Since this is high-dimensional data (5D), the pairplot (computed only for the 4 numerical features) only offers a limited perspective on the clusters. Despite this limitation, the clusters do appear meaningful, and in particular we can notice that they potentially correspond to the 3 species of penguins present in the dataset (Adelie, Chinstrap, and Gentoo) further splitted by Sex (2 clusters for each species, one for males and one for females).

Let’s try to confirm this hypothesis by looking at the original “Species” labels combined with the “Sex”:

species_and_sex_labels = species + " " + penguins["Sex"]
species_and_sex_labels.value_counts()

Adelie MALE         73
Adelie FEMALE       73
Gentoo MALE         61
Gentoo FEMALE       58
Chinstrap FEMALE    34
Chinstrap MALE      34
Gentoo .             1
Name: count, dtype: int64

_ = sns.pairplot(
    penguins.assign(species_and_sex=species_and_sex_labels),
    hue="species_and_sex",
    palette="deep",
    height=4,
)

../_images/91521f569f8cf0887c6cdc9ac528f6858348f720f6d5bcbe37a6451f89e4efeb.png

This plot seems to be very similar to the pairplot we obtained with the 6 clusters found by k-means on our preprocessed data, i.e. in both cases plots that display 3 clusters can be further divided into a group of proportionally smaller penguins.

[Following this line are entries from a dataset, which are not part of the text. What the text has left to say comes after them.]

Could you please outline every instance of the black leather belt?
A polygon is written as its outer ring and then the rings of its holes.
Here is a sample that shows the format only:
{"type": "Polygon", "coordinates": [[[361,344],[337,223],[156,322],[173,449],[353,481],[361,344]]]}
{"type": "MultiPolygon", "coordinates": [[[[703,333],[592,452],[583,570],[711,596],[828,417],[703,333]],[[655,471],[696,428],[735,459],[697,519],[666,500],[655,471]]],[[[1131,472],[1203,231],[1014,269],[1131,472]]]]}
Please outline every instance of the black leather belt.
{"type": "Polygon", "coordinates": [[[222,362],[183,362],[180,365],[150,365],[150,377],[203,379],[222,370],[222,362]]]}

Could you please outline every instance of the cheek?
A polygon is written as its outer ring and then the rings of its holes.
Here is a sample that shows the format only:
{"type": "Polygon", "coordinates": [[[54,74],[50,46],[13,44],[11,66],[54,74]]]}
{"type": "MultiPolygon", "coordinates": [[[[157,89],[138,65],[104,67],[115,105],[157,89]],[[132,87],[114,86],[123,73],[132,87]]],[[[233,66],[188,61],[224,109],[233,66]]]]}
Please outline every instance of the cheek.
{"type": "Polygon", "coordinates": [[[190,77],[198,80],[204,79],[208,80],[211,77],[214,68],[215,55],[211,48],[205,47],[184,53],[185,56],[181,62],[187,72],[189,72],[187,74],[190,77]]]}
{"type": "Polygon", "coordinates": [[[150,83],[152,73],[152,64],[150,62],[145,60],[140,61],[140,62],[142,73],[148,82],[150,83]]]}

Only the colors may differ, as the ordering of the labels is arbitrary (both for the k-means cluster and the manually assigned labels).

The conclusion is that we relate the clusters found by running k-means on those preprocessed features to a meaningful (human) way to partition the penguins records. Notice however that this may not always be the case.

We cannot stress enough that the choice of the features and preprocessing steps are crucial: if we had not standardized the numerical data, or we had not included the “Sex” feature, or if we had scaled its one-hot encoding by a factor of 10, we would probably not have been able to discover interpretable clusters.

Furthermore, many natural datasets would not satisfy the k-means assumptions even after non-trivial preprocessing. We will see how to deal with more general cases later in this module.